2. What was something that inspired or influenced your work this past year?

I’m especially inspired by dramatic shifts in Washington, D.C.— reflected both in the White House’s deepened respect for the role local governments can play in solving our country’s biggest problems and in Congress’ seismic drive to fund local solutions from the bottom up. From the $1.9 trillion American Rescue Plan to the $1.2 trillion bipartisan Infrastructure Investment and Jobs Act, the $52.7 billion CHIPS and Science Act, and the $700 billion Inflation Reduction Act, we’re seeing a historic move away from the “Congress knows best” mentality toward an understanding that the most innovative solutions are often found in cities and counties across America.

While it’s now imperative that local leaders step up, we know that their capacity to do so is mixed, at best. That’s why Bloomberg Philanthropies brought together partners across philanthropy, academia, and the nonprofit sector to build the Local Infrastructure Hub, a support center designed to help cities navigate new funding streams and advance ambitious grant proposals.

3. What are you looking forward to in 2023?

It’s energizing to see the increasing number of ways cities are exchanging insights and solutions with each other. I recently overheard the Chief Heat Officer of Los Angeles sharing policy tips with the Innovation Lead for the desert city of Eilat, Israel. And Guadalajara’s 2016 Mayors Challenge-winning idea, to reduce corruption in permitting processes, has now been adopted in 40 additional cities. Meanwhile, mayors with the shared challenge of police shortages are taking to the Bloomberg Harvard listserv to swap recruitment and retention strategies. The networks Mike Bloomberg’s been building for the past two decades are maturing and enabling ideas, big and small, to move quickly between cities.

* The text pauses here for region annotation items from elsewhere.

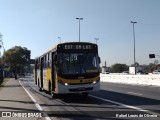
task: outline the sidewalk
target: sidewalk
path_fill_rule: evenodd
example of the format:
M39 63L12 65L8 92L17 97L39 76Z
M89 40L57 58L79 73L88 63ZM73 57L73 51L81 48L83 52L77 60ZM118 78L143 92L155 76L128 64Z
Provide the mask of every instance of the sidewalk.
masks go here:
M20 112L20 114L23 112L29 112L29 113L38 113L38 109L34 105L34 102L30 99L30 97L27 95L25 90L22 88L18 80L10 79L3 89L0 91L0 116L2 116L2 112ZM23 114L24 115L24 114ZM28 114L27 114L28 116ZM0 117L0 120L23 120L23 119L32 119L32 120L44 120L44 117L42 118L24 118L24 117L15 117L15 118L8 118L8 117Z

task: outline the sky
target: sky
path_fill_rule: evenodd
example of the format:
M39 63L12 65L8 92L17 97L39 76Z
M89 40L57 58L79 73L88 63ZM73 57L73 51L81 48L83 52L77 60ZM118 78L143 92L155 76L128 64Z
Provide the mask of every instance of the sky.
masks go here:
M0 33L5 50L22 46L31 58L60 42L99 38L101 65L153 63L160 55L160 0L0 0ZM1 49L1 54L3 50Z

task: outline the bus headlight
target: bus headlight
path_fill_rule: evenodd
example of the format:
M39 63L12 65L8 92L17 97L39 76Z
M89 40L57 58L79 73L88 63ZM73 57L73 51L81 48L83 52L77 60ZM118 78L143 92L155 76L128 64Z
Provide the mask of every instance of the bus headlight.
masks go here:
M98 83L100 80L96 80L96 81L93 81L93 84L96 84L96 83Z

4. What are some trends or challenges you believe we’ll see in the year ahead?

A growing number of thought leaders and organizations are waking up to the fact that we can’t address the climate crisis, pandemic recovery, inclusive growth—you name it—without an effective public sector and fit-for-purpose public institutions. It’s exciting to see this conversation become more mainstream because, after decades of devaluing public service and disinvestment, there’s significant strategic capacity we need to rebuild. This year, we’ll partner with economist Mariana Mazzucato and her team at University College London to begin delineating the critical capacities that contemporary public institutions need to get the job done.

5. What is a piece of media you consumed this past year that you would recommend our readers check out in 2023?

I was fortunate to get a first look at Jennifer Pahlka’s new book, Recoding America: Why Government Is Failing in the Digital Age and How We Can Do Better, which comes out in June. Jen, who was President Obama’s deputy chief technology officer and founded Code for America back in 2010, compellingly documents the cultural, regulatory, and political barriers to creating a public sector that’s nimble and responsive. It’s an important read and one I highly recommend!